Improve WorkerLost errors handling #8969

kwaszczuk · 2024-04-16T19:52:03Z

kwaszczuk
Apr 16, 2024

In my current team, we have encountered difficulties when gracefully handling WorkerLost errors (especially OOMs) while avoiding their infinite requeues. What I would like to see in Celery is the capability to requeue a task after WorkerLost error only a limited number of times.

Currently, Celery provides us with the task_reject_on_worker_lost setting, which always calls reject(requeue=True) under the hood. This means it delegates task retrying directly to the broker. However, most (if not all, I've checked RabbitMQ, Redis, and SQS) brokers do not support a retry counting mechanism when the requeue=True option is used. Therefore, without a workaround, Celery will indefinitely requeue some tasks, causing WorkerLost errors.

One way to work around this problem is to not use task_reject_on_worker_lost and instead implement a custom retry mechanism based on RabbitMQ DLX. However, this solution requires the task_acks_on_failure_or_timeout=False setting, which significantly disrupts Celery capabilities in terms of general error handling.
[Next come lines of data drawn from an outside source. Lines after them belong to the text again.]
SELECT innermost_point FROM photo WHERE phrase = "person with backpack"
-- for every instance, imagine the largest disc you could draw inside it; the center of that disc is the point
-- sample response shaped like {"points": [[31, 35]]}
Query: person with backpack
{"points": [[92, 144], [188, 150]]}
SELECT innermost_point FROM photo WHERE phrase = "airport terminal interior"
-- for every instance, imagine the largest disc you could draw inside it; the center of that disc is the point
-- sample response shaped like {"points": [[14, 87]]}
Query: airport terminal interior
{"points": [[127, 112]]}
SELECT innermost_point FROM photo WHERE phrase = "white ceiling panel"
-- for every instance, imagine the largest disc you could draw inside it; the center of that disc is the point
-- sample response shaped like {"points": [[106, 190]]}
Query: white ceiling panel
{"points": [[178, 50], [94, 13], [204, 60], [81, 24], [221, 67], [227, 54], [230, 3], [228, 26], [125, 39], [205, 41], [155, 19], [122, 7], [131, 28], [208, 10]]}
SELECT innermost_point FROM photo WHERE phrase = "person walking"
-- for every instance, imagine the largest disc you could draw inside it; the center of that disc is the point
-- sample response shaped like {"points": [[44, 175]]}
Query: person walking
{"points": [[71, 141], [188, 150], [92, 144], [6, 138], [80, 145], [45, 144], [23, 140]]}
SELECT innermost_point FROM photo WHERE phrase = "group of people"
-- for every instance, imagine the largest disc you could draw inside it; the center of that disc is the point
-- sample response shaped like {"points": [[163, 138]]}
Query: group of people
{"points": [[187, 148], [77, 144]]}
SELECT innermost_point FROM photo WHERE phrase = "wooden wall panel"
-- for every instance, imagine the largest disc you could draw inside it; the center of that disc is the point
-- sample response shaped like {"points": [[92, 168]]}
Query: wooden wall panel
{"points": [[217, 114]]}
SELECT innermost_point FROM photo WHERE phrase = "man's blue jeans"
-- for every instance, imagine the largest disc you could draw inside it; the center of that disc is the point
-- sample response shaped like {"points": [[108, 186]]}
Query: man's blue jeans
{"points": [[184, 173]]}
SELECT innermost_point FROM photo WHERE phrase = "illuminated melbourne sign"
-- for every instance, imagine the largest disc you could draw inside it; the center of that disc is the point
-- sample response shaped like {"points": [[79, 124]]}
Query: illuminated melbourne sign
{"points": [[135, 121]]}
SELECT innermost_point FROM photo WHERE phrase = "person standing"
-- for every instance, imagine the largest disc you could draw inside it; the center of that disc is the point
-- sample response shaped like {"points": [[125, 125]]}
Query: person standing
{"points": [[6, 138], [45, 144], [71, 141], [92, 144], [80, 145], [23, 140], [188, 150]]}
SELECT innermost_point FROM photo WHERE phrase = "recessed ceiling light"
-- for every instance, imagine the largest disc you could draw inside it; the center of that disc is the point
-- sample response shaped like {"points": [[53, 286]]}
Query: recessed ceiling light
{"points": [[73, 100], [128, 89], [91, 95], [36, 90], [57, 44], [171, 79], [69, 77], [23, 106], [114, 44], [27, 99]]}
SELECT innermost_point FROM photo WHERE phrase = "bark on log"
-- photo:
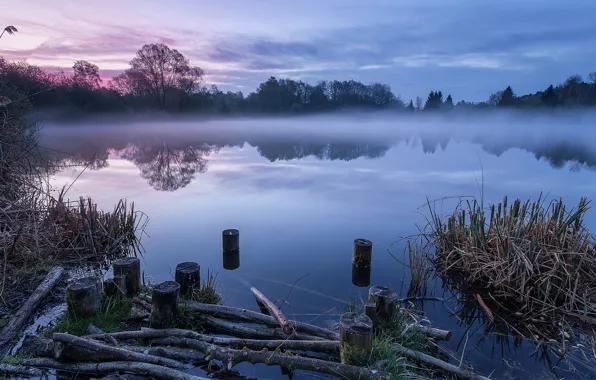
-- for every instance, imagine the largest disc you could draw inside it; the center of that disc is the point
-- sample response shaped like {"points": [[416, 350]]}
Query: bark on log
{"points": [[146, 369], [104, 352], [385, 298], [362, 255], [242, 330], [24, 313], [188, 275], [130, 268], [230, 240], [439, 364], [245, 315], [83, 297], [164, 310], [286, 325], [20, 370], [355, 337]]}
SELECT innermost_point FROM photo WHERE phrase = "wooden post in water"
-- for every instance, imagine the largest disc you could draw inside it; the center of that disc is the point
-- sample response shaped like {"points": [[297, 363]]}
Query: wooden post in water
{"points": [[360, 275], [130, 268], [83, 297], [188, 275], [230, 240], [164, 309], [385, 299], [355, 338]]}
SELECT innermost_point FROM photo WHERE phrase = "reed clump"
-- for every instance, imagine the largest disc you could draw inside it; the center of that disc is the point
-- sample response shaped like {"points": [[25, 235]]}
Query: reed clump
{"points": [[533, 259]]}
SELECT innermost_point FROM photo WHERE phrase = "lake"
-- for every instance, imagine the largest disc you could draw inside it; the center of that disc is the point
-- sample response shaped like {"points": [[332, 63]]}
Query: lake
{"points": [[300, 191]]}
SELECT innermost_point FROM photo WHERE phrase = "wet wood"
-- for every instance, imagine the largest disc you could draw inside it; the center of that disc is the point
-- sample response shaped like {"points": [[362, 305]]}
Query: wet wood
{"points": [[130, 268], [83, 297], [188, 275], [286, 325], [362, 254], [385, 299], [104, 352], [23, 315], [164, 305], [230, 240], [355, 335], [156, 371]]}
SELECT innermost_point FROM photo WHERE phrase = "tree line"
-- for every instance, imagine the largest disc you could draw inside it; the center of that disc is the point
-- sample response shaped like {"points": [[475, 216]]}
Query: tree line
{"points": [[161, 78]]}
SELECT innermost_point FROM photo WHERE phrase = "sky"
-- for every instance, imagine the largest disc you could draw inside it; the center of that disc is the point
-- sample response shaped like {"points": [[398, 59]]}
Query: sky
{"points": [[467, 48]]}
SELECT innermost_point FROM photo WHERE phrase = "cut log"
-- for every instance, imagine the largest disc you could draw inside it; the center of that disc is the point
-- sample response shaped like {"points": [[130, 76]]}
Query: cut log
{"points": [[355, 338], [362, 255], [83, 297], [188, 275], [24, 313], [361, 275], [115, 287], [245, 331], [130, 268], [19, 370], [146, 369], [104, 352], [231, 260], [385, 299], [229, 312], [230, 240], [164, 309], [286, 325]]}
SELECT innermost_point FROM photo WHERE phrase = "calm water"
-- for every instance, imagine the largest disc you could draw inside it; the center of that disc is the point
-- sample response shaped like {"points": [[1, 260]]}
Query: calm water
{"points": [[300, 191]]}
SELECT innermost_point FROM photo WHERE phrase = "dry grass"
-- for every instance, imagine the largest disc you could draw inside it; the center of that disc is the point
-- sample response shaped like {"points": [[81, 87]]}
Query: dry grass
{"points": [[535, 261]]}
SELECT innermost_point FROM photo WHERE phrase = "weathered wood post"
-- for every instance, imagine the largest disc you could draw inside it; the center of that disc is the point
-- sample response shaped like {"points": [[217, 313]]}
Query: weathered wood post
{"points": [[362, 255], [355, 338], [230, 240], [360, 275], [164, 309], [385, 299], [83, 297], [130, 268], [115, 287], [188, 275]]}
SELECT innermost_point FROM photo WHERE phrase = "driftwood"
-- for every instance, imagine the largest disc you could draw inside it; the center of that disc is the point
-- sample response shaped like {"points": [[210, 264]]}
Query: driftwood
{"points": [[20, 370], [25, 312], [274, 311], [228, 312], [104, 352], [244, 331], [146, 369]]}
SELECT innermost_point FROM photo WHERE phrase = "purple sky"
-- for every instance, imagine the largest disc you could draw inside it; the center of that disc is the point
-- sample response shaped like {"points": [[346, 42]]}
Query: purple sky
{"points": [[468, 48]]}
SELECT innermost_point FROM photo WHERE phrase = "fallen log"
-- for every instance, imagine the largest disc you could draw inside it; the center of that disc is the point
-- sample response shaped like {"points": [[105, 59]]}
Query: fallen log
{"points": [[146, 369], [229, 312], [19, 370], [274, 311], [244, 331], [104, 352], [24, 313]]}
I would be happy to work on improving the current state of things in Celery in this matter. As of now, I have come up with two possible approaches (A & B) for improving Celery's WorkerLost handling:

A. Use Celery's retry mechanism (`app.Task.retry()`) instead of `reject(requeue=True)`

Pros:

Retries could be easily limited using Task.max_retries or manually by accessing app.Task.request.retries.
Requires minimal code changes.

Cons:

Not fully backward-compatible - tasks may stop retrying indefinitely by default due to the preconfigured Task.max_retries limit.
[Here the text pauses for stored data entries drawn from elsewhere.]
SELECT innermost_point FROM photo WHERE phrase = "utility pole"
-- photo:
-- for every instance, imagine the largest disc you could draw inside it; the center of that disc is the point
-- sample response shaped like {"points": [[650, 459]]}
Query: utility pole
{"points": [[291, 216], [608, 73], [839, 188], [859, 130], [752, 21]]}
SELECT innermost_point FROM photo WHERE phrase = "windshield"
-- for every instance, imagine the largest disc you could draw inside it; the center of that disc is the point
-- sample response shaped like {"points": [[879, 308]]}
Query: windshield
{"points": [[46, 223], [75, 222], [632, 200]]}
B. Introduce additional Celery settings `task_requeue_on_worker_lost` and `task_worker_lost_is_failure`

task_requeue_on_worker_lost would allow us to select whether reject() should be called with False or True, while task_worker_lost_is_failure would define if a task should be reported as failed if it wasn't requeued. With these two settings available, it would be possible to implement WorkerLost retries with DLX without affecting the lifecycle of non-WorkerLost exceptions.

Pros:

Allows for granular control over WorkerLost lifecycle - we can decide whether to requeue, reject and fail, or reject without fail for the DLX to jump in.
Fully backward-compatible - we can ship new options with default values that keep WorkerLost handling unchanged.

Cons:

WorkerLost handling will now be configurable through three options, making it more complicated.
Does not provide explicit limitable retries - it still needs to be delegated to the broker.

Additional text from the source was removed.